Letter from Bill Hays
Language – June 2008 – Colorado Central Magazine
Ed:
I just read your May-issue mea culpa for mixing up “incite” and “insight,”, including your brief discourse on homonyms.
This caused me to wonder, as a fellow word herder, on whether you’ve played the 4x-homonym game. It can easily be a one-person pastime performed in the shower, while driving, etc. Basically, how many homonyms — or homophones — can you come up with that have four examples? I can think of a few:
right, rite, write, wright
caret, carat, karat, carrot
so, sow, sew, sough
air, heir, ere, err
Admittedly, some of these require the alternate pronunciation of a word (e.g., err, which would rhyme with fur in the preferred pronunciation, or sough, which rhymes with tough in its preferred form), or a word seldom used without a prefix (e.g., wright, a craftsman, as in wheelwright, playwright, shipwright, etc.). So the only pure one I can think of, with no second pronunciations or truncations, is caret-carat- karat-carrot.
Good words to you,
Bill Hays
Kirkland, Wash.
Dear Bill,
Can’t say we’ve played this, but will have to try it.

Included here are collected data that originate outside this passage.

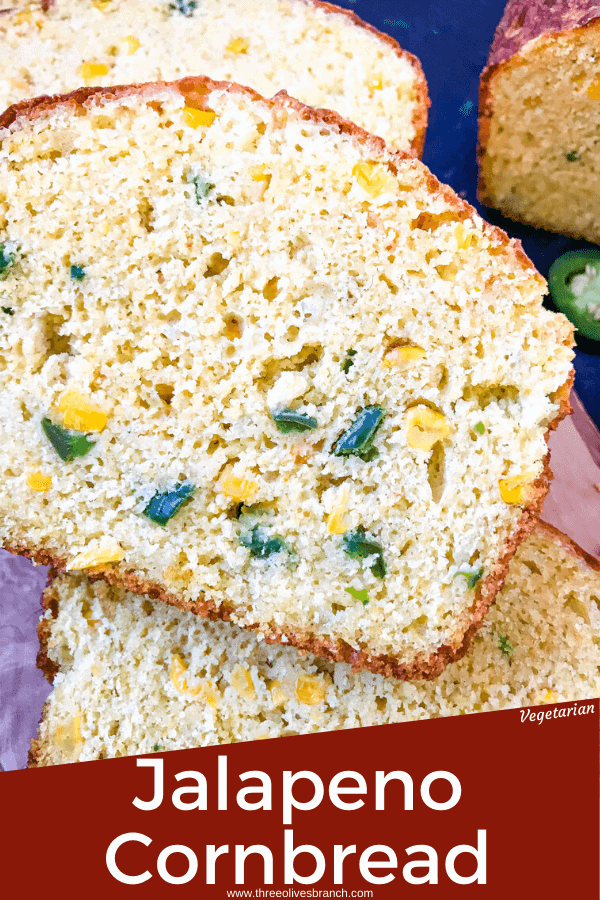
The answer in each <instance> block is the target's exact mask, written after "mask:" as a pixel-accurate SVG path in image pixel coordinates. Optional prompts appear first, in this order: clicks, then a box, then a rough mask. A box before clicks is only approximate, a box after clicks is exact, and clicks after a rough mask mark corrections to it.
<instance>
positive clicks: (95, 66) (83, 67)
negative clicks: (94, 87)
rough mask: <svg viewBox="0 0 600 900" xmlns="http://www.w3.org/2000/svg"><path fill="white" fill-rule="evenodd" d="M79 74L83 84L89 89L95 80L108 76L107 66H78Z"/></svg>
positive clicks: (91, 65)
mask: <svg viewBox="0 0 600 900" xmlns="http://www.w3.org/2000/svg"><path fill="white" fill-rule="evenodd" d="M79 74H80V75H81V78H82V80H83V83H84V84H85V85H87V86H88V87H89V86H90V85H91V84H94V82H95V81H96V79H97V78H102V76H103V75H108V66H107V65H106V64H105V63H83V65H81V66H79Z"/></svg>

In the meantime, your letter brought to mind another aspect of homonyms: proper names. We knew a family named Ayer, who said it was the same as Eyre, which they pronounced the same as air (which made us wonder if that, perhaps, made your 4x-homonym game into a 6x game).

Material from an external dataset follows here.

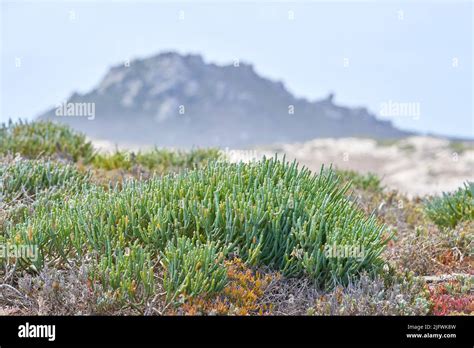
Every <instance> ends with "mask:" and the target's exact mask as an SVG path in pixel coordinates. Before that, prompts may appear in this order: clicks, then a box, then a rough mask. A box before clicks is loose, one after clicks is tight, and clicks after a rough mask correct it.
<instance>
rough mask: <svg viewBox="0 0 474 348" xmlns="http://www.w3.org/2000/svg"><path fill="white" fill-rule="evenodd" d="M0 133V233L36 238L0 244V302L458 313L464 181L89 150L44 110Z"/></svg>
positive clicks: (115, 306)
mask: <svg viewBox="0 0 474 348" xmlns="http://www.w3.org/2000/svg"><path fill="white" fill-rule="evenodd" d="M0 135H1V137H0V188H1V192H0V244H1V245H2V246H4V248H3V250H5V248H6V247H8V246H17V247H20V246H22V245H30V246H35V247H36V248H37V249H36V250H37V254H36V256H37V257H36V258H31V257H23V256H22V257H12V255H9V256H7V257H4V256H3V255H0V266H1V267H0V314H40V315H44V314H65V315H72V314H145V315H149V314H173V315H183V314H184V315H215V314H217V315H272V314H274V315H295V314H299V315H427V314H435V315H448V314H471V313H472V295H471V294H470V293H469V291H467V290H466V289H467V288H468V287H469V284H471V285H472V283H471V282H472V276H471V275H472V266H471V262H472V255H471V252H472V236H473V233H472V230H473V228H474V216H473V214H474V213H473V195H472V193H473V184H472V183H467V184H465V185H464V187H462V188H460V189H459V190H458V191H456V192H453V193H450V194H444V195H443V196H442V197H432V198H428V199H419V198H414V199H409V198H407V197H405V196H404V195H401V194H399V193H397V192H395V191H388V190H386V189H385V188H384V187H382V186H381V180H380V178H379V177H377V176H376V175H375V174H371V173H369V174H365V175H363V174H359V173H357V172H354V171H343V170H333V169H332V168H324V167H323V168H322V169H321V171H319V172H318V173H312V172H310V171H309V170H308V169H306V168H300V167H299V166H298V164H297V163H296V162H293V163H289V162H287V161H285V159H284V158H283V159H279V158H277V157H274V158H264V159H261V160H259V161H253V162H250V163H236V164H232V163H229V162H227V161H226V158H225V156H224V155H223V154H222V153H221V152H220V151H219V150H217V149H195V150H191V151H173V150H166V149H152V150H150V151H145V152H137V153H133V152H128V151H120V150H117V151H115V152H113V153H110V154H107V153H100V152H98V151H96V150H95V149H93V147H92V145H91V144H90V143H88V142H87V141H86V139H85V137H84V136H82V135H80V134H77V133H75V132H73V131H72V130H70V129H69V128H67V127H65V126H61V125H58V124H53V123H49V122H46V123H43V122H38V123H18V124H12V123H10V124H9V125H3V126H2V129H1V130H0ZM2 156H3V157H2ZM438 273H447V274H449V273H459V274H464V276H463V278H459V279H456V280H452V281H449V282H440V283H438V282H435V283H428V284H427V282H426V281H425V278H424V277H426V276H436V275H437V274H438ZM470 274H471V275H470Z"/></svg>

And that led us to reflect on the odd fact that bear, bare, Bayer, and Bexar (a county in Texas) are frequently pronounced the same.

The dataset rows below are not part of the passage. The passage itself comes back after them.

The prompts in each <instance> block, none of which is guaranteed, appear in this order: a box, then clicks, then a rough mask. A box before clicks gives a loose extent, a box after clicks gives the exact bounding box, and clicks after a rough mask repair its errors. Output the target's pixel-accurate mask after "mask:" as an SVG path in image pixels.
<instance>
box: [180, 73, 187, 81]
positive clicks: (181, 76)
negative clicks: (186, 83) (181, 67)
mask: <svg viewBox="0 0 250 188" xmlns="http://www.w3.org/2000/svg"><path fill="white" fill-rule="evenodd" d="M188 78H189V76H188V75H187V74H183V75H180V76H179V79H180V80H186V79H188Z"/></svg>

Oh, and there was the time we were making plans to attend my sister’s wedding, but couldn’t find “Pier, South Dakota” on the map, even though she’d clearly said that “Pier” was a big city. Then a couple we knew from South Dakota acted shocked when we said we couldn’t find it, since it was, after all, “the capital.” As it turns out, the wedding was in Pierre. Do you think that could count as a homonym, too? Peer, pier, and Pierre?